The increase in marketing costs drove a decrease in profitability, Kashyap explained.

“We delivered adjusted EBITDA [earnings before interest, taxes, depreciation, and amortization], which excludes stock-based compensation, of $6.1 million, with adjusted EBITDA margins of 7.4 percent — up from 5.2 percent in Q1 — compared to $23.7 million and 35.4 percent margin in the second quarter of 2020,” he said, noting that the second comparison looks particularly hairy, since the company had lowered marketing spend during the first onset of COVID-19.

Of course, external tech partners and platforms can also benefit Poshmark. For instance, the company released its Poshmark Mini in July on Snapchat, extending the marketplace and its Posh Party shopping events to a new audience.

“One of the stats we can share is that 77 percent of the daily actives on that, on the Poshmark [Mini] are Gen Z. And so it just is another foray to engage with younger audiences, and audiences wherever they are emerging on the platform,” Chandra continued in his remarks to WWD. “They are driving, in many ways, the future of shopping, but also the future of resale.”

The resale narrative matters, as Poshmark’s marketplace of secondhand fashion allows the company to tap into a major theme for, especially, younger consumers.

Other areas that play into its growth strategy are its “inventory light” model — whose adaptability offers the sort of flexibility that can withstand pandemic-driven fluctuations, according to Chandra — as well as its focus on innovation and platform development. These include a growing array of video features and selling or shopping tools.

Poshmark recently rolled out Style Tags to personalize listings and enhance searchability and discovery, a pricing recommendation feature for sellers, buyer alerts and bulk listing actions so high-volume sellers can share or manage quantities of listings at once.

The company’s more literal expansion efforts are also crucial. On the category front, Poshmark launched Art & Design as sub-categories within the Home department, joining Pets and Beauty and Wellness, beyond the fashion category.

Geographically, it expanded its footprint with a launch in Australia earlier this year, and it’s preparing to launch in India by the end of the current quarter.

Toward that end, the company just hired two new executives, one to lead its entry into the India market and another to head Poshmark’s international growth across the board. Other internal shifts will see Kapil Agrawal, vice president of finance at Poshmark, take over for Kashyap as interim CFO, while the board welcomes new member Ebony Beckwith, chief philanthropy officer at Salesforce and CEO of its Salesforce Foundation.

While the global expansion can certainly deliver more active buyers to the platform, it also comes with some caveats, especially when it comes to the company’s advertising spend.

“If you look at some of the newer markets, there is going to be a bit more investment, ahead of revenue,” said Kashyap, who added that the company’s markets in Canada, where it has operated since 2019, and the U.S., where it launched, are obviously more mature. “[But] in Australia and India, the investment is a little bit healthier.”

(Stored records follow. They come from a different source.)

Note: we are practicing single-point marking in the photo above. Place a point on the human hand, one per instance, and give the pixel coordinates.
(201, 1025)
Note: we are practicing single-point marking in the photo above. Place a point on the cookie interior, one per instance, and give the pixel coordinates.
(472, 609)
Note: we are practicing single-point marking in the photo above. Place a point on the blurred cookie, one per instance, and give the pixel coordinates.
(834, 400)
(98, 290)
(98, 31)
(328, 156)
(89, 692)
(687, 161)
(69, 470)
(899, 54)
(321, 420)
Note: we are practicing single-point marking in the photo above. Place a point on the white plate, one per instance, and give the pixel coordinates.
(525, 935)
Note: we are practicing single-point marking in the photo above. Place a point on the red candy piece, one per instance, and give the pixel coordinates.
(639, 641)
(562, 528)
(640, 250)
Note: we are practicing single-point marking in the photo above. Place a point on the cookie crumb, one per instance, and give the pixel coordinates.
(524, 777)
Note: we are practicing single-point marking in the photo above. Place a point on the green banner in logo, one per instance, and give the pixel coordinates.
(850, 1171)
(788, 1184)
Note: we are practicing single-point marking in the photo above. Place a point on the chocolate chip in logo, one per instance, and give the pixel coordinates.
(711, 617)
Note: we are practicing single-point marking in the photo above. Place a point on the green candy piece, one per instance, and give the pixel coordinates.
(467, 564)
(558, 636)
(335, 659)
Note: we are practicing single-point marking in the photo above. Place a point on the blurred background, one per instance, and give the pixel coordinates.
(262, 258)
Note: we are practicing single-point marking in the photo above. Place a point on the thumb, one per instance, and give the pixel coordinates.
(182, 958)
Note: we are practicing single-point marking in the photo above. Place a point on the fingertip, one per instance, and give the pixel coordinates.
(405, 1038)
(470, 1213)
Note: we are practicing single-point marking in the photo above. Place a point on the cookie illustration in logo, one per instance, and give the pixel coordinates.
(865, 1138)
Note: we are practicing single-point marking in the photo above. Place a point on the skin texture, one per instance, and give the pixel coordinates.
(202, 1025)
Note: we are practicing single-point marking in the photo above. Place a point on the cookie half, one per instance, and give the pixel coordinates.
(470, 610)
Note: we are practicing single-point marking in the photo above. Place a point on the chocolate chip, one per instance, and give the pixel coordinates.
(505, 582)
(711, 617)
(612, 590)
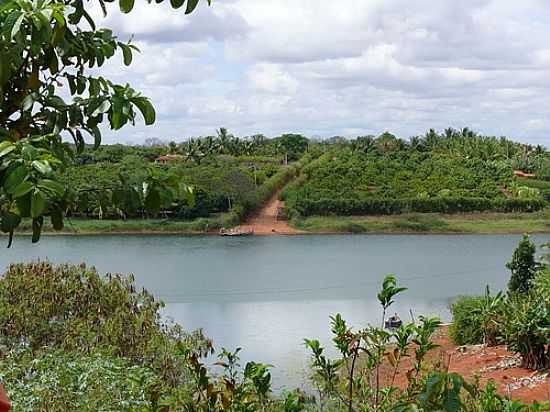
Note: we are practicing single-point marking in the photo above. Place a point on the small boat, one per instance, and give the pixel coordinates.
(236, 232)
(393, 322)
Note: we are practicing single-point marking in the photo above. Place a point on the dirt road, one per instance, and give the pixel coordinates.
(264, 222)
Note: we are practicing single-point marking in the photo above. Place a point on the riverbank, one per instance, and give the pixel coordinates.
(134, 226)
(429, 223)
(473, 362)
(262, 224)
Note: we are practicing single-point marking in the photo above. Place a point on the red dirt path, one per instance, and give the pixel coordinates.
(264, 222)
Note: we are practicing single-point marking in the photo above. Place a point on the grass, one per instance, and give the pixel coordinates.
(137, 226)
(538, 222)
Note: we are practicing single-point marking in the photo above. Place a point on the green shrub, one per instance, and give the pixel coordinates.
(526, 328)
(67, 381)
(466, 328)
(73, 308)
(372, 206)
(523, 266)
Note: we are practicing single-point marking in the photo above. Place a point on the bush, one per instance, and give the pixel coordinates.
(523, 266)
(73, 308)
(466, 328)
(526, 328)
(67, 381)
(351, 207)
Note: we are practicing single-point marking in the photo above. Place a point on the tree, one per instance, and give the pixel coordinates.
(293, 145)
(523, 266)
(45, 46)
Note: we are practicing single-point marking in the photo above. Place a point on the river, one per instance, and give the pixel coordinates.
(266, 294)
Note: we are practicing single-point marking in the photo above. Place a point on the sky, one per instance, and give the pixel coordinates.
(338, 68)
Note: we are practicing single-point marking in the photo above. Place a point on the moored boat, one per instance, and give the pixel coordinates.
(236, 232)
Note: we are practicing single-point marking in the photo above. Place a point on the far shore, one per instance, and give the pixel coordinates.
(475, 223)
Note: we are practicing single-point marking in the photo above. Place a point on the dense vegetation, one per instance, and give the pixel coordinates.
(457, 171)
(227, 174)
(520, 319)
(75, 340)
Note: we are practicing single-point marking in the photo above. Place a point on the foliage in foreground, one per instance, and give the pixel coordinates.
(46, 364)
(521, 320)
(46, 46)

How much healthier remains to be seen. Meanwhile, the next earnings report will cover the third quarter, which includes back-to-school sales that would normally be considered a key sales period under other circumstances. But there’s plenty of uncertainty this year, with the Delta-fueled resurgence in COVID-19 infections.

Chandra believes Poshmark can withstand it. “Demand is dynamic,” he said. “And that ultimately, is the true north by which we drive, and if the last 18 months have taught us anything, it’s to be adaptable and flexible, and continue to invest in that adaptability and flexibility.”

Poshmark issued third-quarter guidance with revenue somewhere between $81 million and $83 million, towing the $82.1 million consensus estimate.